Aku sendiri sudah terbiasa diperlakukan seperti itu, jadi simpati bukan hal yang gampang muncul.

BA-BOOM!!

Di salah satu sudut stadion, suara ledakan keras menggema.

Dan tentu saja, pelakunya adalah Aren.

Dasar orang gila. Ada apa lagi dengannya sekarang?

“Itu semua gara-gara kamu,” gumam Taylor.

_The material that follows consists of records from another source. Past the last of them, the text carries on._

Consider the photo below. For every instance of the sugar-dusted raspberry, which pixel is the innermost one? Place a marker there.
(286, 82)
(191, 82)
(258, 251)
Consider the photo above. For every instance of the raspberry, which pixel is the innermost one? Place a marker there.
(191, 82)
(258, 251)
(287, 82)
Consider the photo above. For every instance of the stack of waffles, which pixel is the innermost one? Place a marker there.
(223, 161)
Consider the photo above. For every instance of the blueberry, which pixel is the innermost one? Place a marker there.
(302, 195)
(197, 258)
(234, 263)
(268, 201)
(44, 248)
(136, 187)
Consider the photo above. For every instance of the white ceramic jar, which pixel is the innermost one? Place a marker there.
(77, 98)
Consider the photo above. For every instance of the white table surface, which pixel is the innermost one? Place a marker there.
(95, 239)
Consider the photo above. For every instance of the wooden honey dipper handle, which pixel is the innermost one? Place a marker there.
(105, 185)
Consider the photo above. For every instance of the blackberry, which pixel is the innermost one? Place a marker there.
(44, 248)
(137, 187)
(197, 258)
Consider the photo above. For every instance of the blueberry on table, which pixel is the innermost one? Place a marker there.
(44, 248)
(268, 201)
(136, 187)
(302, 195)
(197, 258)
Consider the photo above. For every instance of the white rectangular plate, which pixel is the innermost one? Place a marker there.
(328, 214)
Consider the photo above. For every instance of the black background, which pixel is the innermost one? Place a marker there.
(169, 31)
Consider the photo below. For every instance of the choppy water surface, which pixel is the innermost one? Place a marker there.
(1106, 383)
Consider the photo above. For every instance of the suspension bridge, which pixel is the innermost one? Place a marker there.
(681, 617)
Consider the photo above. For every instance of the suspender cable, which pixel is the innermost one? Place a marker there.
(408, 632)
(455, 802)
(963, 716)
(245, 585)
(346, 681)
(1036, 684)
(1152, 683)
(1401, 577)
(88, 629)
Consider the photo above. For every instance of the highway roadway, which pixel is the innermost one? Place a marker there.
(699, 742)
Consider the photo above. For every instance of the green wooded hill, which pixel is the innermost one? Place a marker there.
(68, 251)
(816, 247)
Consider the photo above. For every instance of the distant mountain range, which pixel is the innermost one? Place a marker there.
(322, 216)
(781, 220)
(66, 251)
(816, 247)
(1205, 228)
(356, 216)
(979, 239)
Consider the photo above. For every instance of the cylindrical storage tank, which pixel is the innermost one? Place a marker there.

“Apa lagi yang sudah kulakukan?”

“Aren datang sebagai guru putri sulung keluarga Okamoto. Tapi kalau murid yang dia ajar kalah dari muridmu… ya, wajar kalau dia pengin mukul kamu.”

Taylor, yang tadi masih bad mood, sekarang malah tersenyum lebar.

Entah kenapa, tapi sepertinya dia menemukan hiburan.

Saat itu

[Total tujuh jenis artefak terdeteksi pada target.]

[Ingin memulai pencarian?]

“Apa?”

Aku memastikan sekali lagi.

Tujuh?

‘Bukannya cuma dua?’

Aku mengangguk pelan, dan Perpustakaan White Witch pun aktif.

[Pencarian dimulai…]

[Pencarian selesai: Jejak magic terdeteksi.]

[Terdeteksi magic: [Enhance Strength (B) / Guide Aim (B) / Enhance Speed (C)] dan…]

Gila.

Sebanyak ini?

Dari foto, hanya dua artefak yang terlihat.

Tapi langsung berhadapan begini, aku bisa mendeteksi seluruh magic yang mengalir dari artefak-artefak itu.

Itu sudah level magic swordsman, kan?

‘Tapi gimana dia bisa punya sebanyak itu?’

[Itu mungkin dengan magic tingkat lanjut.]

[Namun, target telah memakai terlalu banyak artefak sehingga tubuhnya tersumbat residu mana.]

[Jika mana tubuh dan mana artefak saling mengganggu, tubuh bisa mengalami kerusakan atau keracunan mana.]

…Jadi dia bukan cuma berjalan membawa mesin penguat tubuh, tapi juga bom waktu hidup.

Cepat atau lambat, dia pasti cacat… atau mati.

Mungkin saat ini dia belum merasakan apa-apa karena tubuhnya kuat.

Tapi perlahan… magic itu akan menggerogoti tubuhnya.

‘Ledakannya nggak akan sampai mengenai orang lain, kan?’

[Benar.]

[Ingin mencoba cracking?]

Setelah berpikir sesaat, aku menggeleng.

Artefak itu bagian dari kemampuannya.

Tak ada alasan bagiku ikut campur sekarang.

Lagipula, perlengkapan adalah hal yang paling menguntungkanku dan sejauh ini belum ada milikku yang rusak.

‘Biarkan saja. Selama tidak perlu…’

“Nyonya Costantini.”

Saat aku hendak memberi perintah baru pada Perpustakaan, aku menoleh.

Aren sudah berdiri di depan Celeste dengan senyum ramah palsu.

“Sebagai senior hunter dan master swordsman, bagaimana kalau kita spar?”

Aku kehilangan kata-kata.

Serius?

Mau ngapain melawan anak kecil?

Celeste tampak gelisah, dia tahu ini bukan sparing biasa, tapi duel sesungguhnya yang dibungkus sopan santun.

Dan pada akhirnya, hal ini memang tak bisa dihindari.

“…mulai Cracking.”

Kalau ada orang yang sengaja mencoba nyenggol aku, maka aku tak punya alasan untuk diam saja.

Aku bukan tipe yang duduk manis sambil dipukul.